Frank Shafroth of the National Governors’ Association says the Wyden bill is the most likely to make it through the Senate Commerce Committee. Last year a similar bill was passed by the House of Representatives.

Proposing a sales tax ban on all goods sold over the Internet or through the mail, except where the retailer has a physical presence in the buyer’s state, are Sen. Judd Gregg, R-N.H., and Sen. Herb Kohl, D-Wis.

“If a business is located out of state and simply ships products to consumers there, it is not part of the local economy,” Kohl said. “It should not be subject to taxes and tax collection burdens that support a community not its own.” Shafroth said he does not think the bill has “much traction.”

Critics of the Gregg-Kohl approach argue that allowing Internet retailers to avoid charging a sales tax, even if they do not have a physical presence in a state, hurts communities that rely on the revenue generated from a state sales tax.

With the increase in online sales, the Gregg-Kohl bill would exacerbate this problem, said Michael Mazerov, a senior policy analyst at the Center on Budget and Policy Priorities, a liberal think tank specializing in low-income issues.

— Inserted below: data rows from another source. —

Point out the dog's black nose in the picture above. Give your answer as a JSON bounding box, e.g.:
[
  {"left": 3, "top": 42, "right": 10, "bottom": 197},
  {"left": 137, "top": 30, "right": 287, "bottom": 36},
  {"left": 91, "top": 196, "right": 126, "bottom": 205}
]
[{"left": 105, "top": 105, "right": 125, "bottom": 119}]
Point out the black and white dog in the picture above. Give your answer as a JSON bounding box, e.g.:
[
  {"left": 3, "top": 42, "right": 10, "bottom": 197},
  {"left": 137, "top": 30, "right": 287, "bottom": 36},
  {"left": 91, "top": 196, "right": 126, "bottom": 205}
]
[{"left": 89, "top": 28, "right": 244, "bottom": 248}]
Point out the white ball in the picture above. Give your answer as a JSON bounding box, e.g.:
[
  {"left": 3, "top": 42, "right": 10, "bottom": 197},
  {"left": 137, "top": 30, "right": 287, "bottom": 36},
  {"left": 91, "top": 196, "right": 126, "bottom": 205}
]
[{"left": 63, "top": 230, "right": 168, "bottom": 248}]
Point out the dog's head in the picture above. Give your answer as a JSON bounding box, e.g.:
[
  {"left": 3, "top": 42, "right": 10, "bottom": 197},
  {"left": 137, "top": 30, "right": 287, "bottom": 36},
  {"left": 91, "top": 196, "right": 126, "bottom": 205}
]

Jerry Terry of the National Taxpayers Union, a conservative group advocating for lower taxes, said the worries about Internet sales taking away from local business are overstated. “Right now there doesn’t appear to be a real impact,” he said. Terry said both Internet and local retailers have benefited from the recent economic boom.

Any advantage an Internet retailer may gain by not having to enforce a state sales tax is negated by the shipping fees they must charge, according to Terry.

Mazerov counters that the Kohl-Gregg plan also could clear the way for consumers to avoid paying a sales tax, no matter where a retailer is located.

Mazerov said a company like K-Mart could help customers avoid paying a sales tax by separately incorporating its online purchasing division.

He described how customers could go into a store, browse for what they wanted, and then purchase the items online at a computer in the store. Because the customers would be buying the product from a subsidiary with a warehouse in a different state, they would avoid paying the state sales tax.

“Effectively anything purchased, as long the customer is willing to wait for delivery, would be free from sales tax,” Mazerov said.

Last September, California Governor Gray Davis vetoed a bill that would have prevented California retailers that created a subsidiary to handle online orders from avoiding a sales tax.